Figure 4:. Base substitutions vary with cell generation and replication timing.

a, There is significant evolution of mutation profiles across the first four cell divisions. Specifically, there is an increase of C>T transitions and decrease of T>A mutations (two-tailed Fisher’s Exact test). Data includes 1641 mutations (all PCR-free sSNVs with false positives removed and validated PCR-based sSNVs).
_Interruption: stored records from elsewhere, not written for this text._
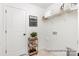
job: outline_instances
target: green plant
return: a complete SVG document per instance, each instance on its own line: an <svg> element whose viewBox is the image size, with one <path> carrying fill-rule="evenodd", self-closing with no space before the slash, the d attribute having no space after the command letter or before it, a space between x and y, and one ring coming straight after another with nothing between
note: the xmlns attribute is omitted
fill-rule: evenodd
<svg viewBox="0 0 79 59"><path fill-rule="evenodd" d="M35 37L35 36L37 36L37 32L32 32L30 35L31 35L31 37Z"/></svg>

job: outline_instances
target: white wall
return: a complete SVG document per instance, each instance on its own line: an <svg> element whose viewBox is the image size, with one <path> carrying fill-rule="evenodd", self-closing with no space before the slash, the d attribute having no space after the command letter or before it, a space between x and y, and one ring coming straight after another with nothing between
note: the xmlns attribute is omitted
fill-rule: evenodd
<svg viewBox="0 0 79 59"><path fill-rule="evenodd" d="M44 45L46 49L63 50L70 47L77 49L77 11L66 13L43 21ZM53 32L57 35L53 35Z"/></svg>
<svg viewBox="0 0 79 59"><path fill-rule="evenodd" d="M39 49L42 48L41 42L42 42L42 32L41 32L41 26L42 26L42 15L44 14L44 9L37 7L35 5L31 5L31 4L2 4L2 6L9 6L9 7L13 7L13 8L19 8L22 9L26 12L26 45L27 45L27 40L28 37L30 36L31 32L38 32L38 39L39 39ZM3 7L1 7L3 8ZM0 9L0 12L3 12L3 10ZM37 16L38 17L38 27L29 27L29 15L33 15L33 16ZM0 22L2 23L2 17L3 15L1 15L0 13ZM0 23L0 27L3 27L3 24ZM0 28L0 36L2 35L2 30L4 30L3 28ZM4 32L3 32L4 33ZM0 38L3 38L4 36L1 36ZM2 41L5 39L1 39L0 40L0 44L4 43L5 41ZM3 44L2 44L3 45ZM2 48L2 46L0 47ZM3 50L4 49L4 50ZM2 50L5 52L5 45L4 48ZM27 49L27 48L26 48ZM1 50L0 50L1 52Z"/></svg>
<svg viewBox="0 0 79 59"><path fill-rule="evenodd" d="M38 32L39 49L66 49L77 47L77 12L63 14L62 16L42 20L44 9L31 4L4 4L11 7L23 9L26 12L26 33L27 39L31 32ZM2 10L0 5L0 48L4 43L2 40ZM29 15L38 17L38 27L29 27ZM57 35L52 33L56 31ZM26 43L27 44L27 43ZM4 49L2 49L4 52ZM2 51L0 51L2 53Z"/></svg>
Error bars indicate 95% CIs calculated with a binomial test. b, C>T mutations in CpG dinucleotides tend to occur in earlier replicating genomic regions. c, C>T mutations in non-CpG contexts show no replication timing bias. d, All other substitution types show a more typical late-replication bias.

Figure 5:. ASD brains contain somatic mutations affecting brain-active enhancers.
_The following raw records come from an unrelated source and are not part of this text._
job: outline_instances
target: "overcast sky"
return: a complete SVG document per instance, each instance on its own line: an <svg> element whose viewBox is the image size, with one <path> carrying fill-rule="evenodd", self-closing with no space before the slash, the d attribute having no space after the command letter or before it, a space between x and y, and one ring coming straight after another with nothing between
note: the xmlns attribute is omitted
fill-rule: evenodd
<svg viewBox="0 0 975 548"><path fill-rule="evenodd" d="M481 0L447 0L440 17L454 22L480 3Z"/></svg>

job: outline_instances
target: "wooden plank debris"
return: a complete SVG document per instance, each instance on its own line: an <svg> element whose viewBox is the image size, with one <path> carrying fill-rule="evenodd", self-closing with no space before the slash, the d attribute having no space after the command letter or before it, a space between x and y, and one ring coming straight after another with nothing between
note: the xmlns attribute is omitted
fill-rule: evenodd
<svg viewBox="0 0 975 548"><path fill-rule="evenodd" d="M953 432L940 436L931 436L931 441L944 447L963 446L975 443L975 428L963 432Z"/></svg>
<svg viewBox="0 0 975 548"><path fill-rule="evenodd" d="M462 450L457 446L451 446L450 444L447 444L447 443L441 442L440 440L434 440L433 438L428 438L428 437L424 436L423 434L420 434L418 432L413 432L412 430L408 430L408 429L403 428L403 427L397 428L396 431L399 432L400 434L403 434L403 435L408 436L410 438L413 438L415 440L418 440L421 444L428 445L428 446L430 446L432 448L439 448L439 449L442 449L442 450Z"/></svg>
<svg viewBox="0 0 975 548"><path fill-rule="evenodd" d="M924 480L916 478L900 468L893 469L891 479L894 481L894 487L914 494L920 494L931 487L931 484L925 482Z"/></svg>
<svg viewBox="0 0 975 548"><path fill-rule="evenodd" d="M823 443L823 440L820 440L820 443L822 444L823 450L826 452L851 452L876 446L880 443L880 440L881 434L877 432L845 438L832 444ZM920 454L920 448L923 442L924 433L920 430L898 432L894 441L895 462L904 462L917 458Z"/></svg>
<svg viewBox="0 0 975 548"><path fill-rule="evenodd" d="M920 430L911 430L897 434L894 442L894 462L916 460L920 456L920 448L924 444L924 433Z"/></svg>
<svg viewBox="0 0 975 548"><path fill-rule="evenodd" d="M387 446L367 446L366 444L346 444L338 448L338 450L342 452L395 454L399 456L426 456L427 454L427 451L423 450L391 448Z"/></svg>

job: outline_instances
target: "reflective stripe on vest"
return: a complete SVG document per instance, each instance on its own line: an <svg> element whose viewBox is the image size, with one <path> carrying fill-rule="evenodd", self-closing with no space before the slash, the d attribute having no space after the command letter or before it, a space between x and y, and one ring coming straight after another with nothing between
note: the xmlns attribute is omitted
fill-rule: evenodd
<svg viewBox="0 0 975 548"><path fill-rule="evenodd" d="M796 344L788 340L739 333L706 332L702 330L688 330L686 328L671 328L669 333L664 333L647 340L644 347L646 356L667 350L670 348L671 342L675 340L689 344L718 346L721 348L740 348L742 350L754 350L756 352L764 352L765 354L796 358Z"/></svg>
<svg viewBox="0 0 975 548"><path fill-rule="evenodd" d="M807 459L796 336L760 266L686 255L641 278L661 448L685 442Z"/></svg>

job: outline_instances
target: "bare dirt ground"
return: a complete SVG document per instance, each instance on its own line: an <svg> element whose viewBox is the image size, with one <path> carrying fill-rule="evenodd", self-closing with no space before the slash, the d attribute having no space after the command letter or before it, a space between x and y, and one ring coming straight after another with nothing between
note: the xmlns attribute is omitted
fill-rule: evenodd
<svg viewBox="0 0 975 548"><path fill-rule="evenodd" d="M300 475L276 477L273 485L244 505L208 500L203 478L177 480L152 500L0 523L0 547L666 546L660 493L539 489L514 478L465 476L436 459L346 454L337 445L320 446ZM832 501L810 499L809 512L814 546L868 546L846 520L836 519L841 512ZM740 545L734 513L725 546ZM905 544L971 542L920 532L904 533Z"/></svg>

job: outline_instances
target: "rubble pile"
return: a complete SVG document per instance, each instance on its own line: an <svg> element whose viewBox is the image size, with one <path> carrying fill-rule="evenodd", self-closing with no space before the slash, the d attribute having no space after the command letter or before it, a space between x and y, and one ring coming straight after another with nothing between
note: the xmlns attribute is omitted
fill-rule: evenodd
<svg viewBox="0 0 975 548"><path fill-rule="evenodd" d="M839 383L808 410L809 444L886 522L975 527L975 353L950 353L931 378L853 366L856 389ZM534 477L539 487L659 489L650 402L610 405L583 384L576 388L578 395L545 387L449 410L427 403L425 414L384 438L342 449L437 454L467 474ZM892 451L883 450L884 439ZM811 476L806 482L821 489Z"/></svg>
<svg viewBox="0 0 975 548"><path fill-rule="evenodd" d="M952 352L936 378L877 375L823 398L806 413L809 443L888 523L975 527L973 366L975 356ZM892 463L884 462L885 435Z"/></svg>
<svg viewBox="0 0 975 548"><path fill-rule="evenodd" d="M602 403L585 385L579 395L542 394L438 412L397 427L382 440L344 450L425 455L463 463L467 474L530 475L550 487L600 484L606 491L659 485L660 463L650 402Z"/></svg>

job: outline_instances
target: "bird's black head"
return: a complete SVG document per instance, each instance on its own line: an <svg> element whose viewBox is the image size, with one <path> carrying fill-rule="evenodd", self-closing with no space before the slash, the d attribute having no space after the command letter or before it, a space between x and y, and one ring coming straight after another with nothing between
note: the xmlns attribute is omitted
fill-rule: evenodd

a, Although there is no difference between ASD cases and controls in the burden of mosaic mutations present in all brain-active enhancers from the Roadmap project, ASD cases are enriched for mutations occurring in regions that act as enhancers in the majority of brain epigenomes available for analysis. Odds ratios and error bars (95% CI) were calculated by Fisher’s Exact test; p value was further corrected with Bonferroni correction. b, Active brain enhancer regions harboring mutations in our dataset are nearby transcription start sites of genes that are enriched for brain-specific expression, compared to genes nearby all mutations in our dataset. Error bars indicate 95% CI calculated with a binomial test. Panels a and b include sSNVs from PCR-free samples (false positive sites by deep resequencing were excluded) and validated mosaic indels, for a total of 1689 mutations. c, Example of a sSNV in ASD brain AN06365 located in a brain-active enhancer. Genes in blue font have functional evidence linking their expression to enhancer activity (a = Genotype Tissue Expression, b = Predicted Enhancer Targets, c = Hi-C sequencing data, d = Chromatin Interaction Analysis by Paired-End Tag Sequencing, e = ENCODE data). Orange ChromHMM track represents active enhancer designation. d, The mutation is predicted to affect transcription factor binding. e, A mutant construct transfected into N2A cells results in reduced enhancer activity by 29% compared to wildtype construct (n=4 independent plates cultured in parallel, two-tailed t-test, t=3.191, df=6). f, In N2A cells pre-treated with DN-REST to assume a neuronal-like state, the mutant construct reduces enhancer activity by 38% (n=4 independent plates cultured in parallel, two-tailed t-test, t=18.07, df=6). Error bars in panels e and f represent 95% CIs.